Exactly! No doubt there are mistakes, but we already document this too
a few lines above where this is touching:

Do not WARN lightly
*******************

WARN*() is intended for unexpected, this-should-never-happen situations.
WARN*() macros are not to be used for anything that is expected to happen
during normal operation. These are not pre- or post-condition asserts, for
example. Again: WARN*() must not be used for a condition that is expected
to trigger easily, for example, by user space actions. pr_warn_once() is a
possible alternative, if you need to notify the user of a problem.

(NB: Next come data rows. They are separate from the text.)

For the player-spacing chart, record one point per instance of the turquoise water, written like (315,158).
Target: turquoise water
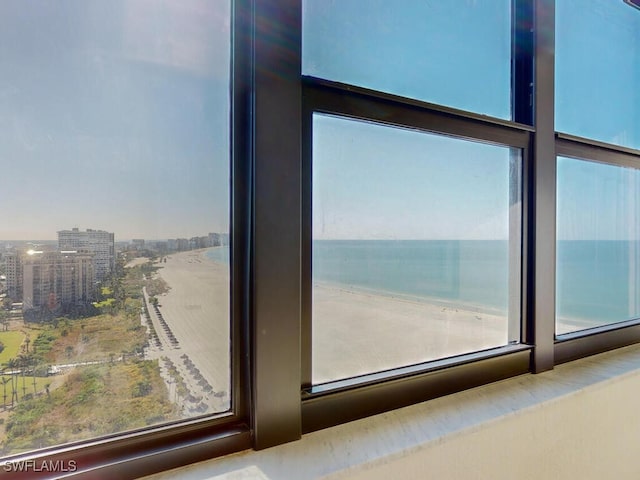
(596,280)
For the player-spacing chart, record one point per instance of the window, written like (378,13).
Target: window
(115,118)
(411,247)
(421,50)
(597,75)
(597,244)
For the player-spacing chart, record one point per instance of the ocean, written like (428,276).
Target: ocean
(597,281)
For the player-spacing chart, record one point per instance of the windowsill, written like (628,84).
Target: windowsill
(574,414)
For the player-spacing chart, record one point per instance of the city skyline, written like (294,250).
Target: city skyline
(121,121)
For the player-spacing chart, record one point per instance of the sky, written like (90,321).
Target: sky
(386,183)
(114,116)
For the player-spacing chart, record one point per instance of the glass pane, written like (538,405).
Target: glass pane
(598,266)
(114,127)
(416,247)
(455,52)
(597,74)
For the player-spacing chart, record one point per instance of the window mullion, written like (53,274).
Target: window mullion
(544,189)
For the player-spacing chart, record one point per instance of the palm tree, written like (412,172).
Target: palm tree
(23,362)
(5,380)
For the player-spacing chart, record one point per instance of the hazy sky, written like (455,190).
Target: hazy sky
(380,182)
(114,116)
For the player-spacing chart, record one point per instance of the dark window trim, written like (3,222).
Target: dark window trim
(323,411)
(582,149)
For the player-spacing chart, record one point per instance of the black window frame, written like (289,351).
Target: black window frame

Usages following that advice should be left alone and more should be
added. Invariant checks that indicate the kernel is malfunctioning are
desirable things to have!

Yes, by all means tell people to follow the above rules! But that
isn't a ban on WARN and shouldn't be communicated as "don't add new
WARN() calls please".

Let's all keep in mind that fuzzing reports are incredibly valuable to
make the kernel more secure and robust. We actually want *more*
invariants that indicate bugs for the fuzzers to trip up on!

As above, a correctly used WARN, should indicate a certain bug if it
triggers.

I'd guess about 30-40% of the syzkaller found bugs I've delt with are
from a correct use of WARN_ON not oops/kasn/etc. I wonder what a
datamine on the whole syzkaller database would indicate.

pr_warn/etc don't trigger fuzzer faults, and don't give a debugging
backtrace.

I also find it strange to want panic_on_warn to exist, and people want
to use it, while also saying that the WARN() calls that actually make
it do something and be valuable are forbidden :(

Jason